Talking about risk, trading in stock is an area not many people would want to enter as they would want enough assurance that their investment will not only be protected but that they would make a profit out of it in the short-term or the long-term. The website provides some parameters for measuring and controlling risks involved in stock trading.
For the beginner or student, risk may not be such a real factor until he or she actually invests real money in the market. We all know that our money will still be at risk whether it remains in our pocket, in the bank or in the stock market. The potential for making big profit, however, is the come-on that the industry hopes to utilize to encourage more and more people to invest into it.
But risk is just one of the many hurdles one must face in stock trading. Even when one makes an earning from one’s investments, there are some factors to consider, such as capital gains tax, income tax and even stamp tax. How do these taxes affect one’s earnings? And by how much? Are they minimal in amount or substantial that after all has been computed, do you still enjoy a big percentage of earning? Are all these costs, including broker’s fees and one’s pre-buying/educational expenses, really worth the effort of joining this treasure hunt?
The ultimate question then is this: Is there a minimum amount of money one must have in order to be a sensible, no-nonsense player in the stock market? How much? And would a person casually spending loose change while in the process of learning or gaining enough experience merely be wasting time or is he or she getting enough exposure to obtain the necessary expertise to become a big-time player eventually?

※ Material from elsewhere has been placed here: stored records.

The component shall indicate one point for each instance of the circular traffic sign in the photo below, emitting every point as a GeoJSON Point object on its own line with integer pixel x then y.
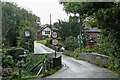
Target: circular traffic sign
{"type": "Point", "coordinates": [54, 34]}
{"type": "Point", "coordinates": [54, 42]}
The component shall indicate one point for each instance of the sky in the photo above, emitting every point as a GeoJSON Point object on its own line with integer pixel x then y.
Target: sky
{"type": "Point", "coordinates": [43, 9]}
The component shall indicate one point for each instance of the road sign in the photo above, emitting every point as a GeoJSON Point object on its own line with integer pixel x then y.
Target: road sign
{"type": "Point", "coordinates": [54, 34]}
{"type": "Point", "coordinates": [79, 36]}
{"type": "Point", "coordinates": [80, 39]}
{"type": "Point", "coordinates": [54, 42]}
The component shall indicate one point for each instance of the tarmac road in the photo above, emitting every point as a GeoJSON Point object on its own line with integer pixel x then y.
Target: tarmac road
{"type": "Point", "coordinates": [81, 69]}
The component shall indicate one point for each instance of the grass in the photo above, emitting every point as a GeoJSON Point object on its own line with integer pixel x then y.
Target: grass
{"type": "Point", "coordinates": [47, 73]}
{"type": "Point", "coordinates": [70, 55]}
{"type": "Point", "coordinates": [31, 77]}
{"type": "Point", "coordinates": [42, 42]}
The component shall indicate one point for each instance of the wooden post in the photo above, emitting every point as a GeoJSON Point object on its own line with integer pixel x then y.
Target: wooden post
{"type": "Point", "coordinates": [20, 73]}
{"type": "Point", "coordinates": [43, 64]}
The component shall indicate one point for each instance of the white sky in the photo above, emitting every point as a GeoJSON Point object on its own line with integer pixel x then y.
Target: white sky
{"type": "Point", "coordinates": [43, 9]}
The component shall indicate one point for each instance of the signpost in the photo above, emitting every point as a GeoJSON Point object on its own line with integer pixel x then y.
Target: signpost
{"type": "Point", "coordinates": [80, 41]}
{"type": "Point", "coordinates": [54, 34]}
{"type": "Point", "coordinates": [54, 40]}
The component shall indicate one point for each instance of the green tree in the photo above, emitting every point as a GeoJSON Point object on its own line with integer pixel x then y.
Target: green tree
{"type": "Point", "coordinates": [106, 17]}
{"type": "Point", "coordinates": [71, 43]}
{"type": "Point", "coordinates": [14, 19]}
{"type": "Point", "coordinates": [24, 42]}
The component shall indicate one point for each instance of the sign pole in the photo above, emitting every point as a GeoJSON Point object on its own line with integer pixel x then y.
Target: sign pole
{"type": "Point", "coordinates": [55, 51]}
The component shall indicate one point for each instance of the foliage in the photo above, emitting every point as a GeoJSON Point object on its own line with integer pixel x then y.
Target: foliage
{"type": "Point", "coordinates": [71, 43]}
{"type": "Point", "coordinates": [106, 17]}
{"type": "Point", "coordinates": [31, 61]}
{"type": "Point", "coordinates": [84, 50]}
{"type": "Point", "coordinates": [25, 42]}
{"type": "Point", "coordinates": [42, 42]}
{"type": "Point", "coordinates": [7, 61]}
{"type": "Point", "coordinates": [14, 19]}
{"type": "Point", "coordinates": [66, 29]}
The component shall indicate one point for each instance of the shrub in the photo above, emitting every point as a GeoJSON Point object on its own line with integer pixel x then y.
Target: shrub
{"type": "Point", "coordinates": [84, 50]}
{"type": "Point", "coordinates": [7, 61]}
{"type": "Point", "coordinates": [25, 42]}
{"type": "Point", "coordinates": [42, 42]}
{"type": "Point", "coordinates": [71, 43]}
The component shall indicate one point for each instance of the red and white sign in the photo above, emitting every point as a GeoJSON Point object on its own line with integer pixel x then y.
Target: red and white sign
{"type": "Point", "coordinates": [54, 42]}
{"type": "Point", "coordinates": [54, 34]}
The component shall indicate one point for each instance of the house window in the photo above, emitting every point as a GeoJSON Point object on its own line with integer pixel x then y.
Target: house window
{"type": "Point", "coordinates": [47, 32]}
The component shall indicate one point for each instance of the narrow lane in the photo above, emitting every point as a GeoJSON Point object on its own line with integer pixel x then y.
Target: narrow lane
{"type": "Point", "coordinates": [81, 69]}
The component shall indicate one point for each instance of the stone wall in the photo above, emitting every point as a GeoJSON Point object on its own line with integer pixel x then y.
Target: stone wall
{"type": "Point", "coordinates": [92, 57]}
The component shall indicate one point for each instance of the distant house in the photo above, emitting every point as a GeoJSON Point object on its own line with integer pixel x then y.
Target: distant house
{"type": "Point", "coordinates": [93, 33]}
{"type": "Point", "coordinates": [45, 30]}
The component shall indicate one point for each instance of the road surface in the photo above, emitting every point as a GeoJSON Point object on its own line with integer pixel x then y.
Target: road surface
{"type": "Point", "coordinates": [74, 68]}
{"type": "Point", "coordinates": [81, 69]}
{"type": "Point", "coordinates": [41, 49]}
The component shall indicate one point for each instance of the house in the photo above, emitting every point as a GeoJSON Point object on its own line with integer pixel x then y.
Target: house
{"type": "Point", "coordinates": [45, 30]}
{"type": "Point", "coordinates": [93, 34]}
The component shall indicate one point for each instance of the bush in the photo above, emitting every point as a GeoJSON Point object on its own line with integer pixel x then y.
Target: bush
{"type": "Point", "coordinates": [84, 50]}
{"type": "Point", "coordinates": [26, 42]}
{"type": "Point", "coordinates": [42, 42]}
{"type": "Point", "coordinates": [71, 43]}
{"type": "Point", "coordinates": [7, 61]}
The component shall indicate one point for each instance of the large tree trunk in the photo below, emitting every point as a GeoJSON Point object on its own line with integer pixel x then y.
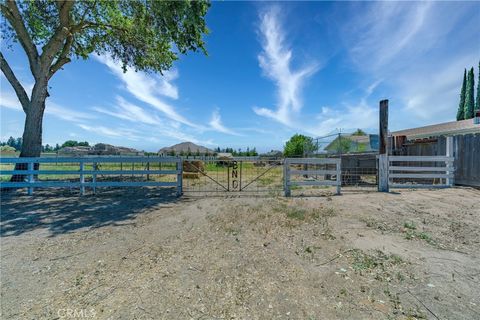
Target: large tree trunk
{"type": "Point", "coordinates": [32, 136]}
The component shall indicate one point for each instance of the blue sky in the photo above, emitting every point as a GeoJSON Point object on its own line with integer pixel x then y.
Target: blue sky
{"type": "Point", "coordinates": [273, 69]}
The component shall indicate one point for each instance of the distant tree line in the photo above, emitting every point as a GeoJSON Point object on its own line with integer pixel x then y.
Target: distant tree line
{"type": "Point", "coordinates": [239, 153]}
{"type": "Point", "coordinates": [468, 105]}
{"type": "Point", "coordinates": [16, 143]}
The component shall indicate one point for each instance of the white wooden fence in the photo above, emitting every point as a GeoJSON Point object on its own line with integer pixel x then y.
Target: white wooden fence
{"type": "Point", "coordinates": [288, 173]}
{"type": "Point", "coordinates": [79, 172]}
{"type": "Point", "coordinates": [411, 174]}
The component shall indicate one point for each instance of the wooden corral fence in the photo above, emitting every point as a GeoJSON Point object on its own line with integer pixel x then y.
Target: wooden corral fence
{"type": "Point", "coordinates": [310, 176]}
{"type": "Point", "coordinates": [93, 172]}
{"type": "Point", "coordinates": [420, 171]}
{"type": "Point", "coordinates": [466, 151]}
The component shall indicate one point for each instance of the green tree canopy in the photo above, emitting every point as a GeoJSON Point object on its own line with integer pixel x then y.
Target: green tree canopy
{"type": "Point", "coordinates": [144, 35]}
{"type": "Point", "coordinates": [298, 145]}
{"type": "Point", "coordinates": [73, 143]}
{"type": "Point", "coordinates": [461, 104]}
{"type": "Point", "coordinates": [469, 95]}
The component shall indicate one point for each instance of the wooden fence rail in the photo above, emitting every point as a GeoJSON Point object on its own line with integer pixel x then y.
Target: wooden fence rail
{"type": "Point", "coordinates": [31, 180]}
{"type": "Point", "coordinates": [412, 171]}
{"type": "Point", "coordinates": [288, 173]}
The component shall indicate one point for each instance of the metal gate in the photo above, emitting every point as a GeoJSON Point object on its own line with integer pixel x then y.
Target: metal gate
{"type": "Point", "coordinates": [247, 177]}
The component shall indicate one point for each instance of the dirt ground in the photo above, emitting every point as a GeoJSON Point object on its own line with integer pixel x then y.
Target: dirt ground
{"type": "Point", "coordinates": [145, 254]}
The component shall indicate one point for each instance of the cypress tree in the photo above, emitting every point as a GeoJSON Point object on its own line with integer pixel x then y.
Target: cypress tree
{"type": "Point", "coordinates": [469, 96]}
{"type": "Point", "coordinates": [461, 105]}
{"type": "Point", "coordinates": [477, 101]}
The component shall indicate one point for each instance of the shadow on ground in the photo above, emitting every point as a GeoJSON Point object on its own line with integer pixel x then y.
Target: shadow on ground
{"type": "Point", "coordinates": [61, 212]}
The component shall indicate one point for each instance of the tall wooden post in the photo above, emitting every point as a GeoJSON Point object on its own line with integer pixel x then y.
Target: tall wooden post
{"type": "Point", "coordinates": [383, 162]}
{"type": "Point", "coordinates": [450, 165]}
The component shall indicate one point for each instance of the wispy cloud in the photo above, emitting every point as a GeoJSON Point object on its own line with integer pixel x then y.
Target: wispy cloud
{"type": "Point", "coordinates": [217, 125]}
{"type": "Point", "coordinates": [419, 51]}
{"type": "Point", "coordinates": [130, 112]}
{"type": "Point", "coordinates": [111, 132]}
{"type": "Point", "coordinates": [10, 101]}
{"type": "Point", "coordinates": [347, 118]}
{"type": "Point", "coordinates": [149, 88]}
{"type": "Point", "coordinates": [275, 61]}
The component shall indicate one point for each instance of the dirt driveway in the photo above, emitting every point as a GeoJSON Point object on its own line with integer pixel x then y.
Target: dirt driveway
{"type": "Point", "coordinates": [145, 254]}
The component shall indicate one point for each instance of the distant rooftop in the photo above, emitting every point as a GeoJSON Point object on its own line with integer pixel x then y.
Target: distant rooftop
{"type": "Point", "coordinates": [441, 129]}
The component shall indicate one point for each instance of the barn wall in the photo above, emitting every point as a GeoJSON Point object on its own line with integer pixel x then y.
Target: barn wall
{"type": "Point", "coordinates": [466, 149]}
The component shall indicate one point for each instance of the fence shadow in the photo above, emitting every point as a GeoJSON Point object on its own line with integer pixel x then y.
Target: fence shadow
{"type": "Point", "coordinates": [62, 212]}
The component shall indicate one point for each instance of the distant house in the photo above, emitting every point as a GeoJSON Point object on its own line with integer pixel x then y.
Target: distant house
{"type": "Point", "coordinates": [272, 154]}
{"type": "Point", "coordinates": [99, 149]}
{"type": "Point", "coordinates": [353, 143]}
{"type": "Point", "coordinates": [185, 148]}
{"type": "Point", "coordinates": [432, 141]}
{"type": "Point", "coordinates": [224, 155]}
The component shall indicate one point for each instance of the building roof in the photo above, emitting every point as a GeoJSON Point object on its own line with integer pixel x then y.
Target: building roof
{"type": "Point", "coordinates": [185, 147]}
{"type": "Point", "coordinates": [441, 129]}
{"type": "Point", "coordinates": [358, 143]}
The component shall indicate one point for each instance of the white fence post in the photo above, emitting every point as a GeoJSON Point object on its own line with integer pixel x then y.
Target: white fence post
{"type": "Point", "coordinates": [94, 177]}
{"type": "Point", "coordinates": [383, 169]}
{"type": "Point", "coordinates": [339, 175]}
{"type": "Point", "coordinates": [449, 153]}
{"type": "Point", "coordinates": [82, 179]}
{"type": "Point", "coordinates": [30, 177]}
{"type": "Point", "coordinates": [179, 177]}
{"type": "Point", "coordinates": [286, 177]}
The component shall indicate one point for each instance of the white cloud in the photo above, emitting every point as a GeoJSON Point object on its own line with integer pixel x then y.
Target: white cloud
{"type": "Point", "coordinates": [419, 51]}
{"type": "Point", "coordinates": [217, 125]}
{"type": "Point", "coordinates": [10, 101]}
{"type": "Point", "coordinates": [128, 111]}
{"type": "Point", "coordinates": [148, 88]}
{"type": "Point", "coordinates": [348, 118]}
{"type": "Point", "coordinates": [275, 61]}
{"type": "Point", "coordinates": [111, 132]}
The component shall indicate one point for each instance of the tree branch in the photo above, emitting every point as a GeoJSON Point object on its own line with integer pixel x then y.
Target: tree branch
{"type": "Point", "coordinates": [50, 50]}
{"type": "Point", "coordinates": [17, 86]}
{"type": "Point", "coordinates": [63, 58]}
{"type": "Point", "coordinates": [11, 12]}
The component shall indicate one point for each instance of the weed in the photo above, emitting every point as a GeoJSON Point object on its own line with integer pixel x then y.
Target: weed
{"type": "Point", "coordinates": [425, 236]}
{"type": "Point", "coordinates": [409, 225]}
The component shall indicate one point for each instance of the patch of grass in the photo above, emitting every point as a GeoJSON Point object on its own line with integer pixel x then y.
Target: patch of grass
{"type": "Point", "coordinates": [296, 213]}
{"type": "Point", "coordinates": [412, 234]}
{"type": "Point", "coordinates": [426, 236]}
{"type": "Point", "coordinates": [409, 225]}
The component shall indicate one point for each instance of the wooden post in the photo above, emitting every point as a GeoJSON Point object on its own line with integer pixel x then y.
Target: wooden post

We can be sure all these questions will be answered in one of those advertised seminars. But then again, one would have to part with one’s precious money to find out. It seems one will always have to risk one’s time, effort and money to hope to gain something out of it. This is expected, of course. No one would put up a website on stock trading merely for fun. We are not asking for free seminars either, although that might be a good idea to start with. Perhaps, a free virtual tour of the stock market or a peek into the stock market floor (via YouTube?) might be enough of a great service for those unconvinced or sceptical souls among us to take the first step.
In the end, one must trust what the website is talking about and is hoping to provide in terms of service and assistance for beginner stock-traders. It may take a lot of time and effort to do it through an almost plain, not-so-interactive website; but, hopefully, it can be done through a few improvements here and there.